New committee to oversee county 911 system


By D.A. Wilkinson

The 911 system overall worked well during the Sept. 14 storm.

LISBON — Columbiana County’s efforts to provide 911 service for cell phones got off to a slow start.

The committee that created the system for land phones by law had to dissolve after its activation Sept. 11.

The new committee, the Columbiana County 911 Emergency Services Commission, will also oversee the entire system and the addition of 911 service for cell phones.

The committee had its first meeting Tuesday, but only three people — including two from the county’s Emergency Management Agency — showed up.

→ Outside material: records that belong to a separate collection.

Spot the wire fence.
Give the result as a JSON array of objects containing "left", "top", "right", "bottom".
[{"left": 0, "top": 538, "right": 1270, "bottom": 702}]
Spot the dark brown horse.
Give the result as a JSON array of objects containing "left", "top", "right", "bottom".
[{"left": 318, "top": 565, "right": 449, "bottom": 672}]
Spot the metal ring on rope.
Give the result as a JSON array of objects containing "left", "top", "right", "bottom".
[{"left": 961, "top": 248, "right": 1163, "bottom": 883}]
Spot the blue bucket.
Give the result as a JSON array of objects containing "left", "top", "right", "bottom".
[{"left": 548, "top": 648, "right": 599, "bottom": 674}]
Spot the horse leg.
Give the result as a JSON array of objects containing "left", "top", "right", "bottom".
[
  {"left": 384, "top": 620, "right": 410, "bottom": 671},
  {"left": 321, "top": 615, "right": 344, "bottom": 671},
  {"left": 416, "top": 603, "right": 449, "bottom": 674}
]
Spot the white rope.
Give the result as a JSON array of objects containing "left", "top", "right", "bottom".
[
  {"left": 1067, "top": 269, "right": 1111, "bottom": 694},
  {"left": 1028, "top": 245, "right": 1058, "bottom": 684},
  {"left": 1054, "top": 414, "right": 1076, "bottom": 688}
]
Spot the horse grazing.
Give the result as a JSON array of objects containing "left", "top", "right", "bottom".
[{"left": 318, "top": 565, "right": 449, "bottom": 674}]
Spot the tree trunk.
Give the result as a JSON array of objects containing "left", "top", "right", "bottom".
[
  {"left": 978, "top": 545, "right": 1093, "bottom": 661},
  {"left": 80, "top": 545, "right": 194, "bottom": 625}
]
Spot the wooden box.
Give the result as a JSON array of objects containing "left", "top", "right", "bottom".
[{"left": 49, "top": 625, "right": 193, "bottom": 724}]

About 19 people are supposed to serve on the committee.

Robert Emmons, the assistant chairman and director of the project, said Commissioner Dan Bing, program chairman, was involved in candidate interviews Tuesday for another public board on which he serves.

Appointees representing the Salem and East Liverpool mayors, the sheriff’s office, the county police chiefs association, the Ohio State Highway Patrol, the county firefighters association, three telephone companies and the county trustees association somehow were not notified.

Emmons said calls to new members may not have been completed by the commissioners office.

Under the new committee’s plan, the number of people who show up create a quorum to conduct business, not that there was much of it.

Emmons said the biggest task is the electronic mapping of the county that would allow safety forces to find the location from which a 911 cell call was made.

The county has funds set aside for the work that is expected to take up to nine months to complete. There’s no estimate of when the project would begin.

The good news is that the 911 land-line system worked well.

Emmons said that starting around 7 p.m. Sept. 14, dispatchers received hundred of calls about downed utility lines.

Emmons said safety forces need to be alerted to sparking electrical wires. Without sparking, lines that are just down require a call to the appropriate phone company.

The county has five answering points. When East Palestine lost power, it turned to a backup generator.

“The generator in East Palestine is old and tired,” Emmons said.

The generator is about 30 years old and couldn’t produce enough power to keep full operations going. But the land 911 program was able to route calls to the answering system at the East Palestine Police Department.

Emmons said he’s not sure if the new committee will consider replacing East Palestine’s generator.

The new committee may meet again in November or January.